By BRUCE SCHREINER, Associated Press Writer

LOUISVILLE, Ky. (AP) - A picketing worker was struck and killed by a police car Tuesday as thousands of General Electric Co. employees across the country began a two-day strike to protest higher health insurance costs.

Union leaders said about 20,000 members of the International Union of Electronic Workers/Communications Workers of America and the Electrical Workers union took part in the walkout at 48 locations in 23 states. The affected plants manufacture everything from consumer appliances to jet engines.

About 200 workers and supporters rallied in the bitter cold outside GE plants in Cleveland and Youngstown, Ohio.
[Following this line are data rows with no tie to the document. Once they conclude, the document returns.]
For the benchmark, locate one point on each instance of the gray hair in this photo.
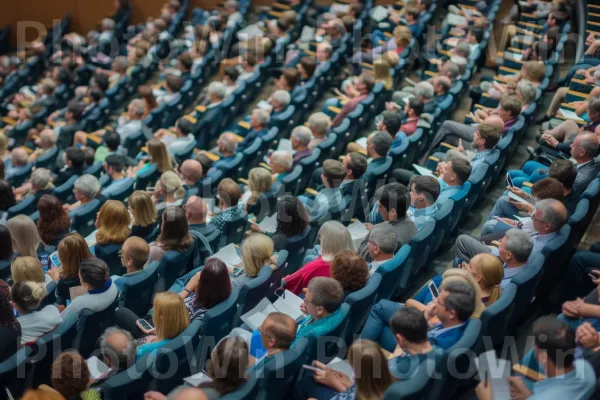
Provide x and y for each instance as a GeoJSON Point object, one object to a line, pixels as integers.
{"type": "Point", "coordinates": [218, 89]}
{"type": "Point", "coordinates": [327, 293]}
{"type": "Point", "coordinates": [461, 299]}
{"type": "Point", "coordinates": [424, 89]}
{"type": "Point", "coordinates": [519, 243]}
{"type": "Point", "coordinates": [302, 134]}
{"type": "Point", "coordinates": [334, 237]}
{"type": "Point", "coordinates": [122, 358]}
{"type": "Point", "coordinates": [139, 106]}
{"type": "Point", "coordinates": [283, 158]}
{"type": "Point", "coordinates": [384, 236]}
{"type": "Point", "coordinates": [261, 116]}
{"type": "Point", "coordinates": [89, 185]}
{"type": "Point", "coordinates": [319, 122]}
{"type": "Point", "coordinates": [527, 90]}
{"type": "Point", "coordinates": [553, 212]}
{"type": "Point", "coordinates": [283, 97]}
{"type": "Point", "coordinates": [41, 178]}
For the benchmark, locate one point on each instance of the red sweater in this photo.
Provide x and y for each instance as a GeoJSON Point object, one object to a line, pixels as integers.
{"type": "Point", "coordinates": [299, 279]}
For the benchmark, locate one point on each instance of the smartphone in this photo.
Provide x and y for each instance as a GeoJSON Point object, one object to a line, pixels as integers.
{"type": "Point", "coordinates": [433, 289]}
{"type": "Point", "coordinates": [145, 326]}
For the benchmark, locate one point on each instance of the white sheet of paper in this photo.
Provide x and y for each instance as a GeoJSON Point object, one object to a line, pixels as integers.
{"type": "Point", "coordinates": [228, 255]}
{"type": "Point", "coordinates": [96, 367]}
{"type": "Point", "coordinates": [357, 230]}
{"type": "Point", "coordinates": [423, 171]}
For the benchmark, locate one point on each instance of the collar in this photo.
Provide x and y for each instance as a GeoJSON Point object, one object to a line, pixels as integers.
{"type": "Point", "coordinates": [107, 286]}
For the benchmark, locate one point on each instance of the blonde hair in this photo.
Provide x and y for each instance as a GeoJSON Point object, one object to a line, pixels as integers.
{"type": "Point", "coordinates": [27, 269]}
{"type": "Point", "coordinates": [72, 250]}
{"type": "Point", "coordinates": [171, 183]}
{"type": "Point", "coordinates": [170, 315]}
{"type": "Point", "coordinates": [112, 223]}
{"type": "Point", "coordinates": [142, 208]}
{"type": "Point", "coordinates": [259, 181]}
{"type": "Point", "coordinates": [256, 252]}
{"type": "Point", "coordinates": [457, 274]}
{"type": "Point", "coordinates": [371, 369]}
{"type": "Point", "coordinates": [383, 74]}
{"type": "Point", "coordinates": [159, 156]}
{"type": "Point", "coordinates": [334, 238]}
{"type": "Point", "coordinates": [491, 271]}
{"type": "Point", "coordinates": [24, 234]}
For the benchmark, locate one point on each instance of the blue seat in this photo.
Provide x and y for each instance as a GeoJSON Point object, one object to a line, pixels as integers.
{"type": "Point", "coordinates": [137, 291]}
{"type": "Point", "coordinates": [360, 303]}
{"type": "Point", "coordinates": [391, 271]}
{"type": "Point", "coordinates": [252, 293]}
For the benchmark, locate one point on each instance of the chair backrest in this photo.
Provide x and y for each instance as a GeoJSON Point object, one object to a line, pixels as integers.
{"type": "Point", "coordinates": [360, 303]}
{"type": "Point", "coordinates": [91, 325]}
{"type": "Point", "coordinates": [390, 273]}
{"type": "Point", "coordinates": [137, 291]}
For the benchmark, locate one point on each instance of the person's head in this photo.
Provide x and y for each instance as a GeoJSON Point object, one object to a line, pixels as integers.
{"type": "Point", "coordinates": [174, 230]}
{"type": "Point", "coordinates": [549, 216]}
{"type": "Point", "coordinates": [170, 315]}
{"type": "Point", "coordinates": [292, 218]}
{"type": "Point", "coordinates": [214, 285]}
{"type": "Point", "coordinates": [350, 270]}
{"type": "Point", "coordinates": [228, 364]}
{"type": "Point", "coordinates": [159, 155]}
{"type": "Point", "coordinates": [392, 201]}
{"type": "Point", "coordinates": [455, 303]}
{"type": "Point", "coordinates": [134, 254]}
{"type": "Point", "coordinates": [457, 171]}
{"type": "Point", "coordinates": [510, 107]}
{"type": "Point", "coordinates": [24, 234]}
{"type": "Point", "coordinates": [324, 296]}
{"type": "Point", "coordinates": [379, 144]}
{"type": "Point", "coordinates": [70, 374]}
{"type": "Point", "coordinates": [7, 196]}
{"type": "Point", "coordinates": [319, 124]}
{"type": "Point", "coordinates": [390, 122]}
{"type": "Point", "coordinates": [486, 137]}
{"type": "Point", "coordinates": [409, 327]}
{"type": "Point", "coordinates": [333, 173]}
{"type": "Point", "coordinates": [300, 138]}
{"type": "Point", "coordinates": [280, 161]}
{"type": "Point", "coordinates": [334, 237]}
{"type": "Point", "coordinates": [278, 331]}
{"type": "Point", "coordinates": [227, 144]}
{"type": "Point", "coordinates": [72, 250]}
{"type": "Point", "coordinates": [424, 191]}
{"type": "Point", "coordinates": [515, 247]}
{"type": "Point", "coordinates": [256, 252]}
{"type": "Point", "coordinates": [93, 273]}
{"type": "Point", "coordinates": [229, 193]}
{"type": "Point", "coordinates": [259, 119]}
{"type": "Point", "coordinates": [112, 223]}
{"type": "Point", "coordinates": [584, 147]}
{"type": "Point", "coordinates": [554, 344]}
{"type": "Point", "coordinates": [118, 348]}
{"type": "Point", "coordinates": [355, 165]}
{"type": "Point", "coordinates": [370, 365]}
{"type": "Point", "coordinates": [383, 242]}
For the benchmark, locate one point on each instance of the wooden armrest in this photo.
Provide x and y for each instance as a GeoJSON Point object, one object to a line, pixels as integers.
{"type": "Point", "coordinates": [528, 373]}
{"type": "Point", "coordinates": [190, 118]}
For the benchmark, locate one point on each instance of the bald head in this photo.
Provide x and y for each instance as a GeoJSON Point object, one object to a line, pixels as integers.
{"type": "Point", "coordinates": [495, 121]}
{"type": "Point", "coordinates": [187, 393]}
{"type": "Point", "coordinates": [196, 210]}
{"type": "Point", "coordinates": [191, 171]}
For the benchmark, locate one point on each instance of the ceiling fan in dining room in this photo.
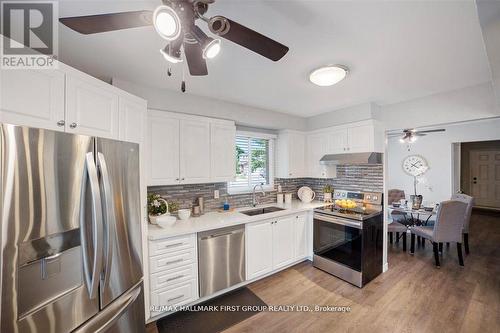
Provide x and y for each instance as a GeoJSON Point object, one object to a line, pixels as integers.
{"type": "Point", "coordinates": [175, 21]}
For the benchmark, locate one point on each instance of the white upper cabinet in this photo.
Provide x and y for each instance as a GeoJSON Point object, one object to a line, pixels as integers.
{"type": "Point", "coordinates": [91, 107]}
{"type": "Point", "coordinates": [222, 152]}
{"type": "Point", "coordinates": [291, 154]}
{"type": "Point", "coordinates": [185, 149]}
{"type": "Point", "coordinates": [132, 119]}
{"type": "Point", "coordinates": [32, 98]}
{"type": "Point", "coordinates": [318, 145]}
{"type": "Point", "coordinates": [338, 141]}
{"type": "Point", "coordinates": [163, 150]}
{"type": "Point", "coordinates": [195, 151]}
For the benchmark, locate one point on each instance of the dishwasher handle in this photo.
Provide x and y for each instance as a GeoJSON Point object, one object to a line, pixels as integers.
{"type": "Point", "coordinates": [229, 233]}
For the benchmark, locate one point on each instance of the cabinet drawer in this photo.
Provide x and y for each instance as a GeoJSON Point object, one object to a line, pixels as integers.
{"type": "Point", "coordinates": [171, 244]}
{"type": "Point", "coordinates": [170, 277]}
{"type": "Point", "coordinates": [183, 293]}
{"type": "Point", "coordinates": [173, 260]}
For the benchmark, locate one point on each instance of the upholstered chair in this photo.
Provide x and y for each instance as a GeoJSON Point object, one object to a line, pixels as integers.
{"type": "Point", "coordinates": [447, 228]}
{"type": "Point", "coordinates": [470, 203]}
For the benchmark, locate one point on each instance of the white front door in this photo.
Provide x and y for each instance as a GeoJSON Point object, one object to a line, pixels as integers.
{"type": "Point", "coordinates": [485, 177]}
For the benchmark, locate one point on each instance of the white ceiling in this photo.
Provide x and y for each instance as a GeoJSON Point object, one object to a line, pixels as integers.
{"type": "Point", "coordinates": [396, 50]}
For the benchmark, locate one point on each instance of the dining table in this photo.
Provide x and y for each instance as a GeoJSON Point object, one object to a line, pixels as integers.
{"type": "Point", "coordinates": [411, 216]}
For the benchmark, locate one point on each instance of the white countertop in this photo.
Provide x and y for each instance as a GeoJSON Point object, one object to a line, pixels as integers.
{"type": "Point", "coordinates": [215, 220]}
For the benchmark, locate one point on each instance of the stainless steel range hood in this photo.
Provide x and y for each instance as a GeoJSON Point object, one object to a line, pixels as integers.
{"type": "Point", "coordinates": [353, 158]}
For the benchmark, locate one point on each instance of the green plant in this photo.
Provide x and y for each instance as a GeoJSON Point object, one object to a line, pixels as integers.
{"type": "Point", "coordinates": [156, 205]}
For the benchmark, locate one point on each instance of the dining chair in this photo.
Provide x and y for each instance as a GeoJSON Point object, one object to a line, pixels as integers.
{"type": "Point", "coordinates": [470, 203]}
{"type": "Point", "coordinates": [395, 195]}
{"type": "Point", "coordinates": [447, 228]}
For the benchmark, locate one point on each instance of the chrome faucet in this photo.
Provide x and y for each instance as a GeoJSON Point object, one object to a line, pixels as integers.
{"type": "Point", "coordinates": [254, 198]}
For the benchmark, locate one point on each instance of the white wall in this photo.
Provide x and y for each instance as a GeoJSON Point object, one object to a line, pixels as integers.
{"type": "Point", "coordinates": [162, 99]}
{"type": "Point", "coordinates": [437, 149]}
{"type": "Point", "coordinates": [470, 103]}
{"type": "Point", "coordinates": [341, 116]}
A few hours into the strike, Kjeston "Michelle" Rodgers, 40, was hit outside a GE plant in Louisville as the eight-year employee walked with a picket sign before daybreak. The car was from the police department in nearby Hollow Creek, officials said.

"The lady was out here doing something she believed in," said Dave Riddle, who was picketing at the same plant. "Rising health care in America is putting the crunch on everybody, and it cost her her life."
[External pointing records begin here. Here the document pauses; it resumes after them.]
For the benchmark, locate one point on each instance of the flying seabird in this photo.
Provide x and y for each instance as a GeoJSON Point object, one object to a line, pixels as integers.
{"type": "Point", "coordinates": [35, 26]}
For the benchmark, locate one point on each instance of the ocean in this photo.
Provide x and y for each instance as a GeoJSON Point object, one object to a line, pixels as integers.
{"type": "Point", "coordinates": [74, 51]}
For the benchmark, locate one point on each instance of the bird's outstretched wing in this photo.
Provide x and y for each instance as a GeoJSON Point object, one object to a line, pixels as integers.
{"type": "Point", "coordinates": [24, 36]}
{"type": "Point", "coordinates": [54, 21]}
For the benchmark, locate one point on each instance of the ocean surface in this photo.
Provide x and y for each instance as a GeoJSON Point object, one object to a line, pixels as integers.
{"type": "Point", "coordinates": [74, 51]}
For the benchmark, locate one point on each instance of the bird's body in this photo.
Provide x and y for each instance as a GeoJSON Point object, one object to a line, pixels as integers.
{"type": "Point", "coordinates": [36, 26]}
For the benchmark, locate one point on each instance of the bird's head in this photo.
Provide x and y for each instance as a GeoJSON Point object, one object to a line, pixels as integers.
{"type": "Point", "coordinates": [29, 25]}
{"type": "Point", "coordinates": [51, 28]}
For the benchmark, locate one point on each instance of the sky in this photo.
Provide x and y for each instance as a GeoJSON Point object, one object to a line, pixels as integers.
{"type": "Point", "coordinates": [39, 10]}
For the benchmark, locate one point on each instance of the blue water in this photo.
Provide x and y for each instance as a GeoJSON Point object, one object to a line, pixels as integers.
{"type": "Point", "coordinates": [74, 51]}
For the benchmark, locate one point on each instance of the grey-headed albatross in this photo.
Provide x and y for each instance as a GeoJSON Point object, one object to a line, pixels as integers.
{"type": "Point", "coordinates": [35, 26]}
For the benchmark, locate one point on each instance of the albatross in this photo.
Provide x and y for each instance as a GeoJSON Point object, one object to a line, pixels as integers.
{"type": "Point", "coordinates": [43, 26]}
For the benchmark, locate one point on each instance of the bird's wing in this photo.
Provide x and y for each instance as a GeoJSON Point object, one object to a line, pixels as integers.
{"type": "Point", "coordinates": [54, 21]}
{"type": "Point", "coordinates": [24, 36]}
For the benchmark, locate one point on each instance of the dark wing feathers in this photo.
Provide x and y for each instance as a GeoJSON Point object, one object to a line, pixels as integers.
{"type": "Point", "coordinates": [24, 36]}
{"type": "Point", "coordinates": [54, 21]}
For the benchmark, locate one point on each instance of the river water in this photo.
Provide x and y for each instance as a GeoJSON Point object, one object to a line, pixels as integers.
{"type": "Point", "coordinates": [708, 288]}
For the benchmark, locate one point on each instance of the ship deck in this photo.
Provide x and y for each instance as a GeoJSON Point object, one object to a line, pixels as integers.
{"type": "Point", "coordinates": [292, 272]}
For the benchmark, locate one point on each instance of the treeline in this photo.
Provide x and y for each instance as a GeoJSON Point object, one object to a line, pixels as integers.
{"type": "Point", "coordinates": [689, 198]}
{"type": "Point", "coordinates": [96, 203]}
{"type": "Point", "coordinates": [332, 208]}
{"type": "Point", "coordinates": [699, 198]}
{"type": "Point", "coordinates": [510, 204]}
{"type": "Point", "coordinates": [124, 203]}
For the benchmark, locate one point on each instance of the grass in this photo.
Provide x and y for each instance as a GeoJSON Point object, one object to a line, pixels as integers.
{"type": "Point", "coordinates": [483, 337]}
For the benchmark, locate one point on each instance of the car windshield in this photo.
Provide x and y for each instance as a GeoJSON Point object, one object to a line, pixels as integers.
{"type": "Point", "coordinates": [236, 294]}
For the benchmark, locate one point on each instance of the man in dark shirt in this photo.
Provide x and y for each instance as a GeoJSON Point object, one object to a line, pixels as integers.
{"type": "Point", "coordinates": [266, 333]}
Rodgers had been carrying a picket sign in a dimly lit area between two gates at the plant. Other details of the accident, including whether she had been walking in the street, were still being investigated, said Louisville police spokeswoman Helene Kramer.

It is the first national strike at GE since 1969, when workers walked off the job for about 14 weeks.

GE spokesman Gary Sheffer said at company headquarters in Fairfield, Conn., that about 17,500 employees were involved in the strike. He said the company was meeting the needs of its customers.

"But that's not the company's focus today," he said. "The company's focus is on the tragic accident in Louisville and the loss of a colleague. Everyone at GE extends our heartfelt sympathy to the family. We're deeply saddened by this tragic accident."

GE recently raised certain co-payments for employees participating in a health care plan by about $200 per employee. Since 1999, GE's health care costs have risen 45 percent, to $1.4 billion in 2002, the company said.

Union officials said the co-pay increases will cost the average worker an additional $300 to $400 a year and that GE is posting record profits and does not need additional payments from employees.

In Cleveland, about 100 workers and supporters picketed outside the Nela Park GE Center. A person dressed as the Grinch from the Dr. Seuss book attempted to deliver a "Grinch award" to company officials, but protesters were not allowed inside.

"If GE was a company that was barely hanging on by its fingernails, obviously, we'd have to have our heads in the sand if they came to us and said 'Look, we've got to share the pain,' and we said no," said national IUE-CWA President Ed Fire, who attended the Cleveland protest.

Seth Rosen, an IUE-CWA spokesman, called the two-day strike "the strongest statement workers can make to let GE know we are not going to tolerate this."

Rosen said there was a similar gathering of about 100 workers outside the Austintown GE plant near Youngstown.